Nature Biotechnology pp 1087 - 1090

The male of the species could be superior to the female, at least when it comes to producing pharmaceutical proteins. Until now, scientists have focused on female transgenic animals, such as nanny goats and ewes, to produce protein drugs in their milk. But this approach is limited not only by the delay before female sexual maturity and the onset of first lactation, but also by the intermittent nature of lactation itself. Now, Francois Pothier and colleagues have created male transgenic mice that secrete human growth hormone into their ejaculate. They suggest that boars (male pigs), which can produce up to half a liter of semen at a time, could be similarly engineered to produce pharmaceutical proteins both cost-effectively and efficiently.

Working on the premise that semen is one of the bodyís richest and easily collected sources of protein, Pothierís team set out to produce human growth hormone (hGH) in the ejaculate of genetically engineered mice. They achieved this through the use of a DNA gene promoter sequence, P12, which is only active in male sex glands such as the seminal vesicle. By injecting fertilized mouse eggs with DNA encoding hGH linked up to the P12 DNA sequence, they showed that the hormone was secreted specifically into the semen of male animals. Gene expression analysis revealed that hGH was expressed in the seminal vesicle and the kidney, but in no other organs. Although the amount of protein in each milliliter of ejaculate (0.5 mg/ml) was less than in other transgenic systems, such as goats milk, Pothier suggests it may be possible to optimize the system to achieve higher expression. Experiments are currently under way to test the technique in boars.

Nature Biotechnology pp 1083 - 1086

Many of the more than half a million patients who undergo heart bypasses in the United States every year do not have sufficient healthy arteries to donate for the operation. Although synthetic blood vessels can be used as substitutes, they tend to clog up and cause dangerous blood clots, especially when they are small (<5--6 mm) and implanted in regions of the body where blood flow is sluggish. Now, Susan Sullivan and her colleagues have engineered small (4 mm) artificial blood vessels from collagen tubes coated with a layer of anticoagulant heparin. On implantation into rabbits, these tubes attract vascular cells so that, after three months, they resemble normal blood vessels in both their morphological structure and their responses to natural vasoconstrictive agents.
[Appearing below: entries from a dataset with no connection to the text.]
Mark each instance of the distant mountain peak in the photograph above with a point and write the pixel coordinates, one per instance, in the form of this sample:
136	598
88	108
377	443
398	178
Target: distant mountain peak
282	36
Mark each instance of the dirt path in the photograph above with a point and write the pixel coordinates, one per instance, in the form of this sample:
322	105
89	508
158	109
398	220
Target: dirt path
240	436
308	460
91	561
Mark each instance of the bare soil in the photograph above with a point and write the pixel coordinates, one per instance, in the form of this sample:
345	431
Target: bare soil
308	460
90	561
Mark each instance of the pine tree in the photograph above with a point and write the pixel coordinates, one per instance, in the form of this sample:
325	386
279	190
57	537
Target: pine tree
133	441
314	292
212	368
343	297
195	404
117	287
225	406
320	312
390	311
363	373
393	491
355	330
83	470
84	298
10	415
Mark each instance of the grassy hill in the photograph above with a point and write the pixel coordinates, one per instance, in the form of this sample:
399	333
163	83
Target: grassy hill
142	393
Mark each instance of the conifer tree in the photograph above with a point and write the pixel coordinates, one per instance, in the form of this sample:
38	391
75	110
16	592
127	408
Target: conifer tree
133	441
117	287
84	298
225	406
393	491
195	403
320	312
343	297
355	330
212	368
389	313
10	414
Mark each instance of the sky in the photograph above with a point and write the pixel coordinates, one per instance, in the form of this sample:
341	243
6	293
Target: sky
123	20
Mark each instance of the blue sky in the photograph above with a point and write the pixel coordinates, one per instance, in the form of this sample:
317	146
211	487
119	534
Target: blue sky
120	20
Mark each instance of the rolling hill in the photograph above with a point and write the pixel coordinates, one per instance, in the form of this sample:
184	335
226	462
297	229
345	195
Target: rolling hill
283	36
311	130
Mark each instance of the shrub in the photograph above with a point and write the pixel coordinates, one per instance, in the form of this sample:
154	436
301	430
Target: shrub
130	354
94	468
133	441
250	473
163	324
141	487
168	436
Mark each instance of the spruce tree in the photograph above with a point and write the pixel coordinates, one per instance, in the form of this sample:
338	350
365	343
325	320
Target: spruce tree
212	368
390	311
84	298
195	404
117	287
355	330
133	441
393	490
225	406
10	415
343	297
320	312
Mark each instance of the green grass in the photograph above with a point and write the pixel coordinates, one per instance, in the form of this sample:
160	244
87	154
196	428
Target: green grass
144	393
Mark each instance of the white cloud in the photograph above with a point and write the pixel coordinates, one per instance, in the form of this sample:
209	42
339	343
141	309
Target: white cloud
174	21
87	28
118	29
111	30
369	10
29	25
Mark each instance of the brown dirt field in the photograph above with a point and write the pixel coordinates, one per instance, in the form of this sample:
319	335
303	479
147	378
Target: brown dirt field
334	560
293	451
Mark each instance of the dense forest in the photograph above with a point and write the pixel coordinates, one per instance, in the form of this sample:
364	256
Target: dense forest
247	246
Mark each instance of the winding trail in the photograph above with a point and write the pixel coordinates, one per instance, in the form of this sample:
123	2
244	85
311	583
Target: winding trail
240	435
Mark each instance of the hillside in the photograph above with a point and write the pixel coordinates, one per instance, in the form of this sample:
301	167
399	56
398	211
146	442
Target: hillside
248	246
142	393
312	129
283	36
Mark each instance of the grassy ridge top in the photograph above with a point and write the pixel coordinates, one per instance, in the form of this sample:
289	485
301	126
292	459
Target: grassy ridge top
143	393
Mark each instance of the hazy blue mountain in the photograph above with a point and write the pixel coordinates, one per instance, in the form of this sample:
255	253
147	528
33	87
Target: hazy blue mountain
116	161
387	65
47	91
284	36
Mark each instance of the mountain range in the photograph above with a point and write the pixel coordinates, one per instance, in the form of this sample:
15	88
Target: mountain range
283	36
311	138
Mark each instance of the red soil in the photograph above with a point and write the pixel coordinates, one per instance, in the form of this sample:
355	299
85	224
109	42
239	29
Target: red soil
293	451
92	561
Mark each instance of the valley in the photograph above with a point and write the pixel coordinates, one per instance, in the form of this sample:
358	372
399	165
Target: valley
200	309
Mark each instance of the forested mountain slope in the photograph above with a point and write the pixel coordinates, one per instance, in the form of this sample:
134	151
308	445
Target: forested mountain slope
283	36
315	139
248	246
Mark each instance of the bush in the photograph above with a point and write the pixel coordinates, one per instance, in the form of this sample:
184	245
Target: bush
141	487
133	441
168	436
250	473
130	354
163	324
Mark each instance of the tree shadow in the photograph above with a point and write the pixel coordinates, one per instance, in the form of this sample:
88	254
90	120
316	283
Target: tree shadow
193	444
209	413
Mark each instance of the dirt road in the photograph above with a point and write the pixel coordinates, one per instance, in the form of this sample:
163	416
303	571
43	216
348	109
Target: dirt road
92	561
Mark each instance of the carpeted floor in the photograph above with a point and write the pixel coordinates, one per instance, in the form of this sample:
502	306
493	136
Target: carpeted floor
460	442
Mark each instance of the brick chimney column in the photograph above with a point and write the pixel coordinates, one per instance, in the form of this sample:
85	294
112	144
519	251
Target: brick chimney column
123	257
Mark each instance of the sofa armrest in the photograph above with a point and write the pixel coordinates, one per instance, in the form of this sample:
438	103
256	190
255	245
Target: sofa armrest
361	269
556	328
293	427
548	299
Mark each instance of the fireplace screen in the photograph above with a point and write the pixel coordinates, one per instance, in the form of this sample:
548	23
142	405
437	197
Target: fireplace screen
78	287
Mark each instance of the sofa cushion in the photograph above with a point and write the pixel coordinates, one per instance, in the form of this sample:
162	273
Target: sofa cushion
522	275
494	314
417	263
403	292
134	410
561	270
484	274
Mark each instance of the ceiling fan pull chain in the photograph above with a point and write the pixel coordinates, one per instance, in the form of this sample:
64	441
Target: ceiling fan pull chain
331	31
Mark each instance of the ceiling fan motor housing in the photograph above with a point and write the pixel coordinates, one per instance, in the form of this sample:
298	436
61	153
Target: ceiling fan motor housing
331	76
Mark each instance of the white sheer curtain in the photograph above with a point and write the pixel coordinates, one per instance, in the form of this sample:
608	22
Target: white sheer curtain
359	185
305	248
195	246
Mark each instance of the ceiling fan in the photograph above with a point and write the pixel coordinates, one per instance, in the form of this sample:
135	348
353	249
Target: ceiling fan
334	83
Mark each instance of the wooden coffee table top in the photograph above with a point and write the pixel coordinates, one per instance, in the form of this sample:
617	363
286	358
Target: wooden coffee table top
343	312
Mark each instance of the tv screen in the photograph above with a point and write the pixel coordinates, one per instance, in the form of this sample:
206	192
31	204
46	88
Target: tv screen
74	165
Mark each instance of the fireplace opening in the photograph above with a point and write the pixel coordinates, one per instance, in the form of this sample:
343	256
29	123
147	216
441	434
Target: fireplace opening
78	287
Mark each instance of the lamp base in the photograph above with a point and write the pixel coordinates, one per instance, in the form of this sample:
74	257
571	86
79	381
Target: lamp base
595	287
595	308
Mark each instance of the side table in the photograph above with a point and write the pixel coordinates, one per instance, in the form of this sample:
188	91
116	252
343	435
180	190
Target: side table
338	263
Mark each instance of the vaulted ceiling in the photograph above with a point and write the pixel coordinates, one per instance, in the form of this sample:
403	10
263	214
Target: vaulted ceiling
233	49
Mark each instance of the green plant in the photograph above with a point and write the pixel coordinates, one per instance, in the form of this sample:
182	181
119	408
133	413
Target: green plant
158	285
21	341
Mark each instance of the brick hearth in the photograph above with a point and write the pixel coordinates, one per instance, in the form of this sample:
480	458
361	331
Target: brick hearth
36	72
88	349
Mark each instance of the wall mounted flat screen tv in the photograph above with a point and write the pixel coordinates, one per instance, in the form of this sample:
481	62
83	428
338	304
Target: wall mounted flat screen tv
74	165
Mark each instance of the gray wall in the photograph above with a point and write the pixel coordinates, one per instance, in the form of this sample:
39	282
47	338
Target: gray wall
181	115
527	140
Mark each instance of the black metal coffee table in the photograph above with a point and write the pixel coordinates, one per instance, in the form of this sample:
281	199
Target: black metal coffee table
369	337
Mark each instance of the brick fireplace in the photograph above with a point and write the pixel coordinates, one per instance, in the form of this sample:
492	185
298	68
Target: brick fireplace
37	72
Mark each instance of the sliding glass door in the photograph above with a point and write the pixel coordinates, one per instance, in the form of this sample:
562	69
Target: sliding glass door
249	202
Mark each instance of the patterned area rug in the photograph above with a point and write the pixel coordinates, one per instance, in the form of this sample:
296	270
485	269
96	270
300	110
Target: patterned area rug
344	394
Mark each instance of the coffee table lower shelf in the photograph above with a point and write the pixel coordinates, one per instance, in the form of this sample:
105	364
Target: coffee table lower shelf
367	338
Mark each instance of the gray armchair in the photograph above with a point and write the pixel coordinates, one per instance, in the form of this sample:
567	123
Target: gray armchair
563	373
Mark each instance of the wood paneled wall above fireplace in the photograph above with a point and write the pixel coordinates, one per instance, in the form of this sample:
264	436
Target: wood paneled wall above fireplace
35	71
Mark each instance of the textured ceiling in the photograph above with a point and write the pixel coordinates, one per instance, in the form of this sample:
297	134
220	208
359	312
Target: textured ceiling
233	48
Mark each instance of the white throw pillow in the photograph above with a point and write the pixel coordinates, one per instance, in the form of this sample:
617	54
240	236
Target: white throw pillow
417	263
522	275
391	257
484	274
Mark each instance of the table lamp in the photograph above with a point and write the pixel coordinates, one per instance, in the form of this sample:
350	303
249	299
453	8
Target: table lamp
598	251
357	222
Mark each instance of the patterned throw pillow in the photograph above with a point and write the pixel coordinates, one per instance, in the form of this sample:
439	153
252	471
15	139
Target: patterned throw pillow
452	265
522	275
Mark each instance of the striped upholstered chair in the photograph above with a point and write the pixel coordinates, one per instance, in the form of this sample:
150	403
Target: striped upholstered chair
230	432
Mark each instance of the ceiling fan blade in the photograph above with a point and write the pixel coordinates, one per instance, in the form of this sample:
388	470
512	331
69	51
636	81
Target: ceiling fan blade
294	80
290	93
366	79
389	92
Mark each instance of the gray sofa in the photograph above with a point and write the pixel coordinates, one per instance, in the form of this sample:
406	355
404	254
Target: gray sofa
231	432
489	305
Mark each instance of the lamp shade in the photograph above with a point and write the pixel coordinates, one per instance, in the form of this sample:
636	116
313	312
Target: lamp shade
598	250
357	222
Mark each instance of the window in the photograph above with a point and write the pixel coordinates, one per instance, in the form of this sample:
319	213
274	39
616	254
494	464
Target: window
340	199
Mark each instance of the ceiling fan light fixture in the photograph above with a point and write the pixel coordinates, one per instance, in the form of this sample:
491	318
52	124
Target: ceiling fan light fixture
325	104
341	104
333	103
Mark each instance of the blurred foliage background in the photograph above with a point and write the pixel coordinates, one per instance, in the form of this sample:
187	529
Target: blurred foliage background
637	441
Previous attempts to engineer biosynthetic blood vessels have often relied on growing arteries from scratch using laboratory-grown vascular cells, but such vessels often rupture and clog when implanted in the body. Sullivanís group took a different approach, providing a collagen framework on to which vascular cells could grow in situ and letting the body do the work of the tissue engineer. They constructed the synthetic vessels by forming a tube of collagen (extracted from the pig small intestine), adding another thin inner layer of cow collagen, cementing the resulting two-layer tube together with a crosslinking agent, and coating the inner surface with heparin anticoagulant. When implanted into the rabbit carotid artery, the tubes withstood suturing and lasted up to three months, with no signs of immunological rejection. Whatís more, as time progressed, the tubes gradually filled up with vascular cells from adjoining blood vessels until, after three months, they resembled natural arteries, with layers of smooth muscle cells on the outside and endothelial cells on the inside. In vitro experiments of explanted tubes in the presence of bradykinin, serotonin, norepinephrine, and potassium chloride also showed that the synthetic vessels contract in response to same chemical signals that spur normal arterial contractions.

Nature Biotechnology pp 1122 - 1124

Much in the same way that adjuvants are added to vaccines to potentiate immunogenicity, scientists have engineered transgenic rice plants with a factor that boosts the effectiveness of a biopesticide against caterpillars. This factor, virus-enhancing factor, works synergistically with a biopesticide called nucleopolyhedrovirus (NPV), which when sprayed on rice plants kills infesting insects. In this issue, a team of Japanese researchers, headed by Tosihiko Hukuhara, show that the rice pest armyworm is much more susceptible to NPV when feeding on transgenic rice plants containing the virus-enhancing factor. Their approach could considerably boost the effectiveness and economics of NPV biopesticides in the field.

NPV is an important natural pathogen of several insect pests, such as cabbage looper, potato tuberworm, and armyworm caterpillars, and has therefore been promoted as potentially important biopesticide. Because NPV acts relatively slowly (4--8 days), targets only a select group of insects, and is costly to produce, scientists are searching for ways enhance its potency as an insecticide. Hukuhara and his collaborators have stably introduced the virus-enhancing factor gene from an entomopoxvirus into rice cells, generating two generations of transgenic plants that produce the factor in their leaves. When armyworm larvae were fed on rice leaves and a synthetic artificial diet containing different concentrations of NPV, approximately 40-fold less NPV was required to infect caterpillars fed on transgenic leaves than those fed on wild leaves. The authors propose that the approach might be useful for enhancing NPV susceptibility in other types of insect pests, expanding the range of current NPV biopesticides.